経口のみ取扱(注射タイプは現状なし)。ケア剤(UDCA含む経口AAS向けセット ¥15,000)・PCTも同梱発注を推奨。
公式LINE登録で初回10%オフ。サイクル設計の相談もLINEで受けている。 LINE: https://lin.ee/IsqXZZF
商品:
副作用と対策の詳細はウィンストロール副作用ガイド、アナバーとの効果差はアナバー vs ウィンストロール比較で解説。
FAQ
Q1. ウィンストロールは何週目から効果を実感できますか? A. 多くのユーザーで2-3週目から見た目の変化(血管・セパレーション)、4-6週目でピーク。1週目は静かなことが多い。
Q2. 25mg/日でも効果はありますか? A. ある。初使用・体重60kg台ならむしろ25-30mg/日スタートで様子を見るのが安全。
Q3. ウィンストロールだけ単体で使うのはアリですか? A. 可能だが、テストステロンが抑制された状態だけが残るリスクがあり推奨しにくい。最低限テストステロン併用が一般的。
Q4. SHBGが下がるって、結局何がいいんですか? A. 自分のテストステロンや併用しているテストステロンが「使える形(遊離テスト)」で増える。スタック全体の効きが上がる。
Q5. ウィンストロールで体重は減りますか? A. 大きくは減らない。1-2kg(主に水分)が目安。脂肪燃焼補助はあるが、ベースはカロリー制限とトレ。
Q6. 関節がきしむのは本当ですか? A. 多くのユーザーで報告される。コラーゲン代謝・滑液への影響が説。フィッシュオイル・コラーゲンサプリ・関節を酷使しないトレ調整で軽減できる。
Q7. 増量期に使うのはダメですか? A. 推奨しない。食欲ブーストがなく、水分も貯めないため、増量の追い風にならない。肝負担だけが残る。
Q8. 経口と注射、効果に差はありますか? A. 用量が同じなら効果はほぼ同等。注射は肝負担を逃せるが、痛み・しこりが強い。経口が現実的。
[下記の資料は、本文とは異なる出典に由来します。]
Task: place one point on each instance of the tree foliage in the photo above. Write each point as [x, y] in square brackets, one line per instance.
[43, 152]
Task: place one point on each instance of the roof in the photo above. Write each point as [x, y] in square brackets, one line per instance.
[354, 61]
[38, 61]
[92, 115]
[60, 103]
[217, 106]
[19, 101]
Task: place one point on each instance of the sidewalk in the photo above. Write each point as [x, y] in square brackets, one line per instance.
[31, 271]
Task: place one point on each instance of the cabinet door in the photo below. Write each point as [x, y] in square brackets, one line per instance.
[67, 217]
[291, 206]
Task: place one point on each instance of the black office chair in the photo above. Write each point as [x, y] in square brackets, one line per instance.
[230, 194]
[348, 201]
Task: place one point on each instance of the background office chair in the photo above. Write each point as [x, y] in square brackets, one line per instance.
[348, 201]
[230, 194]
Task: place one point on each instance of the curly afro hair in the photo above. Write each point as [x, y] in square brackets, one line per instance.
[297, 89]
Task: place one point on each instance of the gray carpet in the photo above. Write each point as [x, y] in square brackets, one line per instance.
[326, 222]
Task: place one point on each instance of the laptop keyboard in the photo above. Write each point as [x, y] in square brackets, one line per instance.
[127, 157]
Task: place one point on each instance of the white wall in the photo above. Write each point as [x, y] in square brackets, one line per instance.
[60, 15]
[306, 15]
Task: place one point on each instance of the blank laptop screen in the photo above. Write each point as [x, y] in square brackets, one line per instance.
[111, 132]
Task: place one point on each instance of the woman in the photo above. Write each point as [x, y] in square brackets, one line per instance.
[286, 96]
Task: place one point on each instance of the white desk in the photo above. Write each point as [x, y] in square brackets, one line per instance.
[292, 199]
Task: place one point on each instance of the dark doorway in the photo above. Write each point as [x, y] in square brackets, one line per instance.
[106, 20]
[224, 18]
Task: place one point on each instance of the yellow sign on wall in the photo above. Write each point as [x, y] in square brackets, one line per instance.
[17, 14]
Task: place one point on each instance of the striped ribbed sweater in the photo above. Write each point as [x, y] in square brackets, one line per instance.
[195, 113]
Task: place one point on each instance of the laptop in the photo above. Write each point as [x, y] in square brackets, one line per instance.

Q9. ウィンストロールを止めたら効果はゼロに戻りますか? A. 完全にゼロには戻らない(トレで作った筋量・経験は残る)が、「絞れて見える」状態は薄れる。PCT・栄養・トレ継続で持続度を上げる。
Q10. アナバーとどっちが「効く」ですか? A. 「効き方」が違う。アナバーは筋力保持・関節痛が出にくい・マイルド、ウィンストロールはドライ感・硬さ・SHBG低下が強い。目的による。比較はアナバー vs ウィンストロールを参照。
免責
本記事は個人輸入代行サイトの商品情報提供を目的とした解説であり、医療行為の推奨・医師の診断の代替を意図しない。スタノゾロールは日本国内未承認医薬品であり、使用は自己責任。基礎疾患のある方・未成年・妊娠中の方は使用しない。健康被害を感じた場合は速やかに使用を中止し医療機関を受診すること。